Nadicimide resins are generally prepared by polymerisation of monomeric reactants (PMR) i.e. by the reaction of monomethyl ester of 5 -norbornene 2,3 -dicarboxylic acid and 4, 4' - diamino dipheylmethane in a suitable solvent which could be alcohol, acetone or tetrahydrofuran (THF). However, these nadicimides suffer from following disadvantages.
The main disadvantage of these known resins is that both the resin solution and prepreg have to be stored at very low temperature around -15°C
Yet another disadvantage of these known resins is that shelf life of these resins is around six months only.
Still another disadvantage of these known resins is that one of the reactant, involved in the preparation of aromatic diamine, is highly carcinogenic causing cancer.
Further disadvantage of these known resins is that during reinforcement of composite material, solvents evaporate causing voids in the composite material which adversely affect the mechanical properties of composite material.
OBJECTS OF THE /PRESENT INVENTION
Primary object of the present invention is to provide a process for preparing Bis (3-amino phenyl) methyl phosphine oxide based hexachloronadicimide resins.

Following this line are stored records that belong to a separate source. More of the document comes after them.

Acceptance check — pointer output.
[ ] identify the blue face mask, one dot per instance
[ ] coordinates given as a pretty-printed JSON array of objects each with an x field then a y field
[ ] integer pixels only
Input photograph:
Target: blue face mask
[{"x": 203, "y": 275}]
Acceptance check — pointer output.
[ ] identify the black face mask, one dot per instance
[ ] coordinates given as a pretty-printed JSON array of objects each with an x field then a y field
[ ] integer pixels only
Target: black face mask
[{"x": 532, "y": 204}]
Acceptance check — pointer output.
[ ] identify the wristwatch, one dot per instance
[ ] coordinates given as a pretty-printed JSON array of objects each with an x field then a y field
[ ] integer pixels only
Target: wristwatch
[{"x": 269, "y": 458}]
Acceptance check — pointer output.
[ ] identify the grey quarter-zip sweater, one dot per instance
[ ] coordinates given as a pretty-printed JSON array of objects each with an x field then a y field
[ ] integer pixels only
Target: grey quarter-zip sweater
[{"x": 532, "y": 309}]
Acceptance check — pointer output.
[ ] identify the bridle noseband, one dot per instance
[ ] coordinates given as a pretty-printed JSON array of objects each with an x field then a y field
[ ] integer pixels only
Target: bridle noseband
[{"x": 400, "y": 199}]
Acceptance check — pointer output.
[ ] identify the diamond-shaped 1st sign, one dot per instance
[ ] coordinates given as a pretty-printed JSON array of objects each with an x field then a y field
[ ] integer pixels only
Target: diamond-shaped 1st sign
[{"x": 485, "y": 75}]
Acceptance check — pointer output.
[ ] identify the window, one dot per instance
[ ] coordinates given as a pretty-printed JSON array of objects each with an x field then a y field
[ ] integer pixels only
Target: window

Another object of the invention is to provide a process of preparing Bis (3-amino phenyl) methyl phosphine oxide based hexachloronadicimide resins which adopts preformed oligomeric approach .
Yet another object of the invention is to provide a process of preparing Bis (3-amino phenyl) methyl phosphine oxide based hexachloronadicimide resins having phosphorus , nitrogen and chlorine atom in the backbone thus having better flame resistance property.
Still another object of the invention is to provide a process of preparing Bis (3-amino phenyl) methyl phosphine oxide based hexachloronadicimide resins which can give high char yield and which can be used as an ablative material.
Yet another object of the invention is to provide a process of preparing Bis (3-amino phenyl) methyl phosphine oxide based hexachloronadicimide resins which can be stored at room temperature.
Still another object of the invention is to provide a process of preparing Bis (3-amino phenyl) methyl phosphine oxide based hexachloronadicimide resins which have higher shelf life.
Still further object of the invention is to provide Bis (3-amino phenyl ) methyl phosphine oxide based hexachloronadicimide resins which dissolve in solvent with low boiling temperature like acetone thereby not causing voids in the composite during its fabrication at higher temperature as the solvent goes off completely while drying in oven.
Yet further object of the invention is to provide a process for preparing chain extended Bis (3—amino phenyl) methyl phosphine oxide based hexachloronadicimide resins with modified mechanical and thermal properties.
Still another object of the invention is to provide a process for preparing chain extended Bis (3—amino phenyl) methyl phosphine oxide based hexachloronadicimide resins which have higher impact strength.
Still further object of the invention is to provide a process for preparing Bis (3-amino phenyl) methyl phosphine oxide based hexachloronadicimide resin which can be utilised as planarising coating material for electronic components.
Yet further object of the invention is to provide a process for preparing Bis (3—amino phenyl) methyl phosphine oxide based hexachloronadicimide resin which is transparent to electromagnetic radiation pertaining to radar wavelength (2-18 GHz). DESCRIPTION OFTHE DRAWINGS
Fig. (1) shows reaction scheme for the synthesis of Bis (3-amino phenyl) methyl phosphine oxide based mono hexachloronadicimide resin
Fig. (2) shows reaction scheme for the synthesis of 3,3', 4,4'-benzophenone tetra carboxylic chain extended Bis (3-amino phenyl) methyl hexachloronadicimide
Fig. (3) shows reaction scheme for the synthesis of Pyromellitic chain extended Bis (3-amino Phenyl) methyl hexachloronadicimide.
SUMMARY OF THE INVENTION
According to this present invention there is provided a process for preparation of Bis (3-amino phenyl) methyl phosphine oxide based hexachloronadicimide comprising of:
(i) reacting hexachlornadic anhydride recrystallised from acetic anhydride with Bis (3-amino phenyl) methyl phosphine oxide in
glacial acetic acid; (ii) refluxing solution of Bis (3-amino phenyl) methyl phosphine
oxide dissolved in acetic acid and then adding hexachloronadic
anhydride; (iii) precipitating the resultant nadicimide resin in 100 ml ice
water;
(b) preparation of 3.3', 4.4'-benzophenone tetracarboxylic chain extended Bis (3-amino phenyl) methyl hexachloronadicimide involves:
(i) dissolving mononadicimide in dried acetone;
(ii) addition of 3.3', 4.4'-benzophenorie tetracarboxylic acid di-anhydride;
(iii) re fluxing the solution;
(iv) chemical cyclisation of amic acid to imide using preferably fused sodium acetate and acetic acid as cyclo-dehydrating agent;
(v) precipilating the resultant resin on crushed ice and water;
(c ) prepration of pyromellitic chain extended Bis (3-amino phenyl)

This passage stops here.